The school offers Bachelor's degrees in biomedical engineering, civil engineering, electrical engineering, mechanical engineering (all of them accredited by the Engineering Accreditation Commission -EAC- of the Accreditation Board for Engineering and Technology) and computer science.

== Graduate programs ==
Master of Science (M.S.) degrees are offered in biomedical engineering, civil and environmental engineering, engineering management, electrical engineering and computer science, materials science and engineering, and mechanical engineering, while Doctor of Philosophy (Ph.D.) degrees can be obtained in biomedical engineering, civil and environmental engineering, electrical engineering and computer science and mechanical engineering.

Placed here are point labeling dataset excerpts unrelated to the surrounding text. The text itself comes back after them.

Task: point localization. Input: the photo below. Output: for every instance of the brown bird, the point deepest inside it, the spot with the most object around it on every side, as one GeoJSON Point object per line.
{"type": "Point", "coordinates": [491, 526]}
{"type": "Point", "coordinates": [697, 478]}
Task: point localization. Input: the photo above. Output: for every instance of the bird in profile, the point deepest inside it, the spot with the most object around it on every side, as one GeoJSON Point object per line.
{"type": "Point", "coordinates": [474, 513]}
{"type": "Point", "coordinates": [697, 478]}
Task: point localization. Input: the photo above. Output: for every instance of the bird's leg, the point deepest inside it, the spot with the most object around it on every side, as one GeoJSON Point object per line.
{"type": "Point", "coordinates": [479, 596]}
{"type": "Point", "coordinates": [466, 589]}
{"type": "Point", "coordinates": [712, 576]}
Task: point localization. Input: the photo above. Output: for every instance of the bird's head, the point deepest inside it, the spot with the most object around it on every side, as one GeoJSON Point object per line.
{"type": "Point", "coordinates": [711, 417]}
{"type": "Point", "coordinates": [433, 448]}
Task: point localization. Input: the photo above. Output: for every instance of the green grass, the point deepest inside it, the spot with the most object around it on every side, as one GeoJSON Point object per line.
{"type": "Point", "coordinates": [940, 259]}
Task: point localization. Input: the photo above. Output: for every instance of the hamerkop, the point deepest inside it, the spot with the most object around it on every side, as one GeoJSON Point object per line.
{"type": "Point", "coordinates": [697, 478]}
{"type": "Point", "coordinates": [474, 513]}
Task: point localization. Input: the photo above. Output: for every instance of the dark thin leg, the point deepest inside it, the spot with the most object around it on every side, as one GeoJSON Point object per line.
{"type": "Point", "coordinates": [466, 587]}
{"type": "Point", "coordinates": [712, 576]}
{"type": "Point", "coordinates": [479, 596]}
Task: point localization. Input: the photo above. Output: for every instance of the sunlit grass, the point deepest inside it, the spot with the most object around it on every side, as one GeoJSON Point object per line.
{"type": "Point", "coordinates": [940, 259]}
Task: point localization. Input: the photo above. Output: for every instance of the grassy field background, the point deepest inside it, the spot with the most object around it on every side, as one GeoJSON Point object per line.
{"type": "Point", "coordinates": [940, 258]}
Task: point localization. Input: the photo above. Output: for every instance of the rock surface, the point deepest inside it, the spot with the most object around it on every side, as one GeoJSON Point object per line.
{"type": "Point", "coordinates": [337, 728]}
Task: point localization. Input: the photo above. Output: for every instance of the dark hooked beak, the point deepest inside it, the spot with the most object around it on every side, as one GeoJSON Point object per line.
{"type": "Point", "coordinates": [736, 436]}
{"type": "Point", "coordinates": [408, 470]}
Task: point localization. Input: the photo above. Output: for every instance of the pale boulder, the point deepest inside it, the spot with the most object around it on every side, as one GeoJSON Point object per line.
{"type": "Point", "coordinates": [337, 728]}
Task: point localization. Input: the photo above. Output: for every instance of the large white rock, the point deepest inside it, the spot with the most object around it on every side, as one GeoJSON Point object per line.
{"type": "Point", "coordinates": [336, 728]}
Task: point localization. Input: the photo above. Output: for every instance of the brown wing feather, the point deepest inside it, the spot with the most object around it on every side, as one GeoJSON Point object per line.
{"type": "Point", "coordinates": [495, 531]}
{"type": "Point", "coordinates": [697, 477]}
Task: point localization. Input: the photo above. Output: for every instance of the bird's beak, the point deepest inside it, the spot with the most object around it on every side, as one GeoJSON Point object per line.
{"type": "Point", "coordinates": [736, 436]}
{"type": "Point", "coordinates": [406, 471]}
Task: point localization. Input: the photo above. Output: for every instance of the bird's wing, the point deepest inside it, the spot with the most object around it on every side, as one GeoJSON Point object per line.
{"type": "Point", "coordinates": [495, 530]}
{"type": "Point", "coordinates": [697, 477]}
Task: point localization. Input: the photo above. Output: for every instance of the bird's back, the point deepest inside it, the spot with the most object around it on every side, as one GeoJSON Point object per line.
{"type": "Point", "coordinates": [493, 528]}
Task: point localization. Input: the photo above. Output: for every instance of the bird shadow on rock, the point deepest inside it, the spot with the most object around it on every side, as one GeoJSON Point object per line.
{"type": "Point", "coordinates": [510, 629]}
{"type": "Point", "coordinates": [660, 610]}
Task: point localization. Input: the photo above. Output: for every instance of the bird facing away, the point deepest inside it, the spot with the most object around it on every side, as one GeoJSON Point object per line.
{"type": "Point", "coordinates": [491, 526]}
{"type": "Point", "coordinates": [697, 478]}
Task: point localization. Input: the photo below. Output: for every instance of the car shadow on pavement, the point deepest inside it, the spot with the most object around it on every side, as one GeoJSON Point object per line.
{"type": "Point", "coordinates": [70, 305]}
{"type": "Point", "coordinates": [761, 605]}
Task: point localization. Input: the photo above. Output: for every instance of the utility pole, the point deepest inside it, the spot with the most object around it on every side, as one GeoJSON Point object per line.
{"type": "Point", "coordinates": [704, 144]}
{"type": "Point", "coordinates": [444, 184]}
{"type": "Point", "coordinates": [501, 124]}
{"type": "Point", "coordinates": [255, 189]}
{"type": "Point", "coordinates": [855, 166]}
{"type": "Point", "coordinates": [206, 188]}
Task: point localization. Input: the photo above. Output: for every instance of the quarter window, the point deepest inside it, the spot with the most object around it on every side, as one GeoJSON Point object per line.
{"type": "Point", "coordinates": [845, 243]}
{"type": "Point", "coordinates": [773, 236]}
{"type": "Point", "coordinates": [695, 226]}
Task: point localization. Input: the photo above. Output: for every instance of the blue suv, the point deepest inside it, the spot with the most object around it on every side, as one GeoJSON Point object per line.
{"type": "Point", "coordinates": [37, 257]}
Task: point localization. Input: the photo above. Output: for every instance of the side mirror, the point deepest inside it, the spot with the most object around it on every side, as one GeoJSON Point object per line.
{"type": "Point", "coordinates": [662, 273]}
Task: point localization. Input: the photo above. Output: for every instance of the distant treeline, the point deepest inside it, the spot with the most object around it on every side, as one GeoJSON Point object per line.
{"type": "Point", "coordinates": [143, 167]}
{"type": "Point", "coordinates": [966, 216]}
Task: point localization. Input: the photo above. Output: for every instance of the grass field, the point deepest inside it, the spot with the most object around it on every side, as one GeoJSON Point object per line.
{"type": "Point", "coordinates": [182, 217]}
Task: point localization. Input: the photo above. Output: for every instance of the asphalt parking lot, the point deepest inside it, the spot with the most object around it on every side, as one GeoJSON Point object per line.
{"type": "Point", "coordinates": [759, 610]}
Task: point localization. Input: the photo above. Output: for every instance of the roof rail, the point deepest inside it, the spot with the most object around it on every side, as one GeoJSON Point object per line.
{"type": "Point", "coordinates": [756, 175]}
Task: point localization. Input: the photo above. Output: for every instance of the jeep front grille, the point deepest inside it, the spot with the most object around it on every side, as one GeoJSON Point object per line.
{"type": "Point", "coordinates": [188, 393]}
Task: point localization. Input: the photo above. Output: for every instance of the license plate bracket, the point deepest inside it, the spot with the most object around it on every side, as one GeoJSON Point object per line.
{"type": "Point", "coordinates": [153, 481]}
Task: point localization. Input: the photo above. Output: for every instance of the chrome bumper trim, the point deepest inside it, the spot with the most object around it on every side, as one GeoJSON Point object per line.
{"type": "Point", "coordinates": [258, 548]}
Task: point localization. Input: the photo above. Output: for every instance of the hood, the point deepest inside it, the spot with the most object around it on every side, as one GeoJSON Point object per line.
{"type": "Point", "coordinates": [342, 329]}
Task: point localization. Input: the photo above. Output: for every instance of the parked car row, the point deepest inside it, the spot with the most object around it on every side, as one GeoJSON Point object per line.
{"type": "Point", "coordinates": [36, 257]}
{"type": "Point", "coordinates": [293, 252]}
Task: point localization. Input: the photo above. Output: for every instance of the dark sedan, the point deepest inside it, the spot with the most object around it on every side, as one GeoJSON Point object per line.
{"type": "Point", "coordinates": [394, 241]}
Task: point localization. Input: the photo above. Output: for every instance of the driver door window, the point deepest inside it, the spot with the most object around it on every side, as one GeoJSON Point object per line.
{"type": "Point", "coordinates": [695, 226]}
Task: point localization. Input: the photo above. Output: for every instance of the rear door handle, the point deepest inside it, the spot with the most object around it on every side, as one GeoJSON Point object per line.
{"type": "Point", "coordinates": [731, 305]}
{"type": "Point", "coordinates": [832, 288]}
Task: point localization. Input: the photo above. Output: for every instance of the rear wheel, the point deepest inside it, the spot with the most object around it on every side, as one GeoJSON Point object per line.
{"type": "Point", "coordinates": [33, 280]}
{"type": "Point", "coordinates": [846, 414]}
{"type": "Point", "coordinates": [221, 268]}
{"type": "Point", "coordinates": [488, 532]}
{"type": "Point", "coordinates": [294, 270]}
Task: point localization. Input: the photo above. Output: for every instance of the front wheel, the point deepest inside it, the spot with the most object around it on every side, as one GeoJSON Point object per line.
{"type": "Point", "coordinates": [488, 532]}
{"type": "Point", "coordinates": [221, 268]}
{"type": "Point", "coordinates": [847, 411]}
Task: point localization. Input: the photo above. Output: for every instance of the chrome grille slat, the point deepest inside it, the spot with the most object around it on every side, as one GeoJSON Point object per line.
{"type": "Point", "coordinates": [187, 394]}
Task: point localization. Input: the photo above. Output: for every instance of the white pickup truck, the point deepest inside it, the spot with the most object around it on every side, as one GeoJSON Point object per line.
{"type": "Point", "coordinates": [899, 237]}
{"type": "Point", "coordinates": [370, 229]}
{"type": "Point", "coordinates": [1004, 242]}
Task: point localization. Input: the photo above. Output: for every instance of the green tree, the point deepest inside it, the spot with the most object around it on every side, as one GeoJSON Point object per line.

== Foreign partnerships ==
The school runs a dual-degree program with Marche Polytechnic University (Italy) that allows students in biomedical or environmental engineering to obtain two master's degrees.

== Alumni ==
=== Engineering Distinguished Alumni Award ===
- Melvin G. Williams, Jr., M.S.E. 1984. Former associate deputy secretary of energy.
- Get Moy, B.C.E. 1974. Director of installations requirements and management for the U.S. Department of Defense.
- Letitia A. Long, M.S.E. 1988. Former director of the National Geospatial-Intelligence Agency.

=== Alumni Wall of Fame ===
The Catholic University School of Engineering honors alumni of the school at the Alumni Wall of Fame since 2008. Nominees are presented by the School of Engineering Executive Committee to the dean.

- Michael D. Griffin, M.S.E.'74. Administrator of NASA from 2005 to 2009.
- Paul G. Gaffney II, M.S.E.'70. President of Monmouth University and former president of the National Defense University.
- Michael W. Michalak, M.S.E.'73. United States Ambassador to Vietnam.
- James A. Wilding, B.C.E.'59. Former President/CEO of the Metropolitan Washington Airports Authority.
- Charles H. Kaman, '40. Founder of Kaman Aircraft Company.
- Donald A. Lamontagne, B.S.E. 1969. Former commander of Air University.